The way organisations use data is changing – How do you build a modern data architecture to align with it?
Author: Bas Haarhuis, Sales Manager at Climber.
The way organisations use data has evolved significantly in recent years. What began with static reporting has transformed into a dynamic process where data plays a central role in decision-making and innovation.
The need for modern data architecture is driven by several key trends:
Key trends driving changes in data architecture include:
- AI-driven Analytics: Artificial intelligence is applied to uncover new insights from complex data, such as text, images, and videos. These techniques make analyses smarter and more advanced than traditional methods.
- Edge Analytics: Sensors and devices generate increasing amounts of data. By performing analytics directly at the source, valuable time is saved, enabling real-time decision-making.
- Self-service BI: Modern tools like Qlik Sense, Power BI, and Tableau empower business users to develop dashboards and reports independently, allowing organisations to act faster.
- Embedded BI: Key Performance Indicators (KPIs) are seamlessly integrated into operational applications, providing users with direct access to relevant data during their daily workflows.
- Data analysis for external parties: Suppliers and customers are granted controlled access to specific datasets, enabling them to perform independent analyses and fostering better collaboration.
- Data Science: Using advanced techniques like machine learning, organisations discover unknown patterns and trends in their data, leading to new business opportunities and operational improvements.
These trends are changing the way we handle data and the requirements we place on it. A modern data architecture can help organisations manage complex data flows, leverage new technologies, and gain a competitive edge. But how do you build a modern data architecture?
Key Considerations for designing a Modern Data Architecture
There is no one-size-fits-all solution for data architecture. If you have determined that your current architecture is no longer sufficient and want to transition to a modern approach, there are several critical factors to consider. These factors are essential for building an architecture that meets both current and future data needs.
Key considerations include:
1. Data requirements and diversity
Determine what information your organisation needs and from which sources or applications this data must come. What types of data (structured or unstructured) are involved, and how large are the datasets? As organisations rely on an increasing number of applications, it is crucial that the architecture can easily integrate new data sources and grow alongside the organisation.
2. Performance requirements
What performance level does your data integration processes require?
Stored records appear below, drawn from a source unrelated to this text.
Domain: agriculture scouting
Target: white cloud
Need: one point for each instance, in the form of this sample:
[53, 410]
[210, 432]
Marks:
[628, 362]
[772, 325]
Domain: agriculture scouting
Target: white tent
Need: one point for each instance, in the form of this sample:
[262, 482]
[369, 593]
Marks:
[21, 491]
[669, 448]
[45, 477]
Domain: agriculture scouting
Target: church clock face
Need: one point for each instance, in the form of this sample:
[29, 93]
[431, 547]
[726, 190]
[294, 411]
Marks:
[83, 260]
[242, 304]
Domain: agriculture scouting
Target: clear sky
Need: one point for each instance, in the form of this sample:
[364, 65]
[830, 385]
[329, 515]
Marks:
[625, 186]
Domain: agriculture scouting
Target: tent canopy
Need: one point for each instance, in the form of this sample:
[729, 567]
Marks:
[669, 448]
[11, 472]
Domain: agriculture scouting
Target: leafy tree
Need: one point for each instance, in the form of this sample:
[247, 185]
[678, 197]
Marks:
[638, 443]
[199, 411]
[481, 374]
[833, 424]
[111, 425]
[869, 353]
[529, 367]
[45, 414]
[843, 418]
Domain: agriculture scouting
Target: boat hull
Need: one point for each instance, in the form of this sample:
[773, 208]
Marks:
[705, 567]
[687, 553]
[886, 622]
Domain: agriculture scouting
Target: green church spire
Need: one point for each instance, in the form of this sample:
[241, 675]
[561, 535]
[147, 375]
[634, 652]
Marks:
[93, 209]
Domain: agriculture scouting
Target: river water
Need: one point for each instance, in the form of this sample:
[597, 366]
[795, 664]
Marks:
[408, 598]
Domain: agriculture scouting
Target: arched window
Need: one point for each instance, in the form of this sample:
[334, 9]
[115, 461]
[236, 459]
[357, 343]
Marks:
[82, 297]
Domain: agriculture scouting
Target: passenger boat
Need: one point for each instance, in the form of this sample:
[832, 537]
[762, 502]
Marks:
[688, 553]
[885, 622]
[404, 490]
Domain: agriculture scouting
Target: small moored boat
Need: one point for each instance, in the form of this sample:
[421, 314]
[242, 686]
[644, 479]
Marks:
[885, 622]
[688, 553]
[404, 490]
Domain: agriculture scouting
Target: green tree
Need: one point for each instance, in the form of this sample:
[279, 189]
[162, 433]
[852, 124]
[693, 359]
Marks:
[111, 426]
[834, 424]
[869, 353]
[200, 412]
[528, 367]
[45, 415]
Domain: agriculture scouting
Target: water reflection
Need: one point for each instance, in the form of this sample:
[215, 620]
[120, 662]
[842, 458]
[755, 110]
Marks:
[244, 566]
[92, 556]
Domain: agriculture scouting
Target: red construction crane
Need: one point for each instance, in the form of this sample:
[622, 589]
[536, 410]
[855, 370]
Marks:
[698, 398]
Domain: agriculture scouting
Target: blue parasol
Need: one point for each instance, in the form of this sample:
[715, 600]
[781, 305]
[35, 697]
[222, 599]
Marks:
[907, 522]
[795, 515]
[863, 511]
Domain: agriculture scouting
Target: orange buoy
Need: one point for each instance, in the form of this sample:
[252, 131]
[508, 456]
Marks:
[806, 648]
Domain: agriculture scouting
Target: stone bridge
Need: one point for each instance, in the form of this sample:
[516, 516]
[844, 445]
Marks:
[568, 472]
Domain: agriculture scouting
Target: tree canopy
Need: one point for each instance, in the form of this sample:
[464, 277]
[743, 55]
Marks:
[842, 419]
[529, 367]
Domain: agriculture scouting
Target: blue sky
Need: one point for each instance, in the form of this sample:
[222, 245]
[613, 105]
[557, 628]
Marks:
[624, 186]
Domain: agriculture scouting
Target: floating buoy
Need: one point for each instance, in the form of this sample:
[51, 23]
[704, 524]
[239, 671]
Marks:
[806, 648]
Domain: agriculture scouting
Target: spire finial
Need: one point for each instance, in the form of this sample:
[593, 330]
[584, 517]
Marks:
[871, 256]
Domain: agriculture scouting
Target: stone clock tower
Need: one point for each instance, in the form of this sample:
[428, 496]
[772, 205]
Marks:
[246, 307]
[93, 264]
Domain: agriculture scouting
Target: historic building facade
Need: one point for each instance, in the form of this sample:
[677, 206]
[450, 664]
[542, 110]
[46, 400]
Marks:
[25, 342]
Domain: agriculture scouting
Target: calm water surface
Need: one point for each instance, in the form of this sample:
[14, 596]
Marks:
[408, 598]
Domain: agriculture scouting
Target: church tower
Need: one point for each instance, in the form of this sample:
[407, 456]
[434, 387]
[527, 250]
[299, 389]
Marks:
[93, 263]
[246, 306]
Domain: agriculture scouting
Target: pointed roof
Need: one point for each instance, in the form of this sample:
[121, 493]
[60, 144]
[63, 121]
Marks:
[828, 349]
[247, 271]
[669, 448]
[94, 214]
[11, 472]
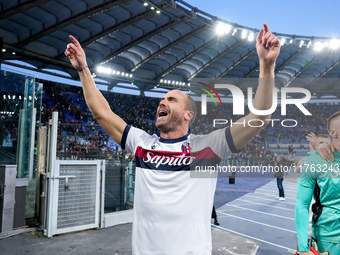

For some applications, batch processing is sufficient (e.g., financial reports), while others require real-time data (e.g., demand-supply matching or online sales optimisation). Real-time data is becoming increasingly important for fast and accurate decision-making but requires specific technologies and storage structures.
3. Security, compliance, and governance
Every organisation must comply with regulations like GDPR. The extent to which you offer self-service BI, for example, impacts how access control is structured. Additionally, certain sectors, such as healthcare or government, face stricter regulations. These factors influence how governance and security are implemented within your data architecture and where data is stored.
4. Team composition
The choice between in-house or outsourced solutions and the technologies used depends on the competencies and capacity within your data team. Script-based technologies may be more complex to implement and maintain compared to modern cloud-based tools. Ensure your team has a good balance of data engineers, architects, and analysts.
5. Budget considerations
Finding a balance between performance requirements and available resources is crucial. Real-time data processes offer significant advantages but are generally more expensive than batch processing. It is essential to clearly define organisational priorities and manage expectations accordingly.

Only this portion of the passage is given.